Recording from free to air is legal because of the "time shifting" argument. The show is being broadcast regardless, just because it's at an inconvenient time for you doesn't mean you should have to miss it. It's also worth noting that media producers fought tooth and nail against this.
Piracy is just reverse time shifting. It’s going to be on FTA TV at some point, I’m just making it more convenient to watch now.
I don't subscribe to the logic but I guess a part of it can be the lossless factor. Quality of pirated digital content is exactly like the original. If you tape something it usually loses quality. So people seem to care less about that kind of piracy. Which is stupid since going for lossy compressed pirated videos is allegedly not less wrong in the face of law.
Let's get crazier.
Our current favorite show is Bob's Burgers, it's a comfort show we fall asleep to. Prior to signing up with real debrid I got tagged for downloading a 2 year old episode.
We pay for Hulu. We pay for YoutubeTV. We have a working OTA antenna (for when the internet goes out).
My math says I have 3 licenses, yet still illegal to download?

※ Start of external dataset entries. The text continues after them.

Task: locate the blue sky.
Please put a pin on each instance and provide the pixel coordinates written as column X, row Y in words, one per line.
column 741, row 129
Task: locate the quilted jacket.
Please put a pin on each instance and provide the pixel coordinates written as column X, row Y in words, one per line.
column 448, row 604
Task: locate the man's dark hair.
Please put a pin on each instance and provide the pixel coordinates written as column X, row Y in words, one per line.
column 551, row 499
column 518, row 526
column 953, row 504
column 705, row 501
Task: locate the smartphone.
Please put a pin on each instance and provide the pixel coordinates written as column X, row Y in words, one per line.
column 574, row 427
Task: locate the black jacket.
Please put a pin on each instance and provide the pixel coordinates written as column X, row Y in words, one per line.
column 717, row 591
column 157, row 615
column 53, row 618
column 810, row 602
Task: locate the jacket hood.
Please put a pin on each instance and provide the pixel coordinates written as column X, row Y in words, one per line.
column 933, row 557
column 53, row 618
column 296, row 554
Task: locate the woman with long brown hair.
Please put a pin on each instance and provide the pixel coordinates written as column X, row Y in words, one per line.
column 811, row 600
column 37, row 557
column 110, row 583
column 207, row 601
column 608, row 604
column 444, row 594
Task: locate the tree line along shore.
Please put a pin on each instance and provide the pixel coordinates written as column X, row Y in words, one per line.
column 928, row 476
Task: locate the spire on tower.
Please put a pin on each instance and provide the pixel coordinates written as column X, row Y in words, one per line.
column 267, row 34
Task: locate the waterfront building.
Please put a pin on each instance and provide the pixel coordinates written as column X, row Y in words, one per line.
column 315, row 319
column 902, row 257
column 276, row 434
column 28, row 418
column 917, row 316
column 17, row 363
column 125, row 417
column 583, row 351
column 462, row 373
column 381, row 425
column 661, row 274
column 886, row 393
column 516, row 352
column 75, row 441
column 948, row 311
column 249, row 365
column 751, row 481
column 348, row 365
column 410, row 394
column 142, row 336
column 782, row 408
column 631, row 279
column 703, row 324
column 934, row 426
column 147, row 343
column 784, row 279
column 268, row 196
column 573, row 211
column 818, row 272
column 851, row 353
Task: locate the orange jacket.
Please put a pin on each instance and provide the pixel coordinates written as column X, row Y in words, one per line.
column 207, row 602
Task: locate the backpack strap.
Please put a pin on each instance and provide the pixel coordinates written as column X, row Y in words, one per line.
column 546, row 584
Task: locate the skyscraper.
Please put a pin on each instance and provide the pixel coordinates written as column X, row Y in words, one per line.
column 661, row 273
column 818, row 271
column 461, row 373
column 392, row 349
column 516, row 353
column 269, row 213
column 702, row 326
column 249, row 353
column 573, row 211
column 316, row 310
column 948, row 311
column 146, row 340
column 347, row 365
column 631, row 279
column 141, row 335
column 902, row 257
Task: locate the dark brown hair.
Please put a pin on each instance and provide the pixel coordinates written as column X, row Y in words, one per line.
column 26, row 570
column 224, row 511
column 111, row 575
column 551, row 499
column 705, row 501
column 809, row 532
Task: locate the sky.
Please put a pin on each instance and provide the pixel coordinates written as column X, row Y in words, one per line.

Remember that there were also big campaigns against tape recorders and VCR. They even managed to get VCR vendors to implement a feature that prevents users from skipping ads. So it's not like it's simply legal, the media corps were just not as successful in their lobbying as they are today.
I can't find anything about VCR's blocking; I did find a bunch saying the opposite.
There were copy protections that prevented a VHS - VHS copy being made of some movies. Easily defeated, but they did exist.
My scenario was recording an Over The Air transmission onto VHS using a VCR; not making a backup copy of a movie you purchased on VHS.
Edit: I do recall a campaign against VHS recording of TV shows, but didn't it ended basically saying "Broadcast public == public domain"?. That actually led to copy protections in VHS tapes.
I don't recall ever having a VCR that prevented skipping ads. Maybe that was a Tivo thing?
In fairness, it was never legal to make thousands of copies of that VHS tape and hand them out en masse. Which is how you're getting it when you download it, from someone doing exactly that.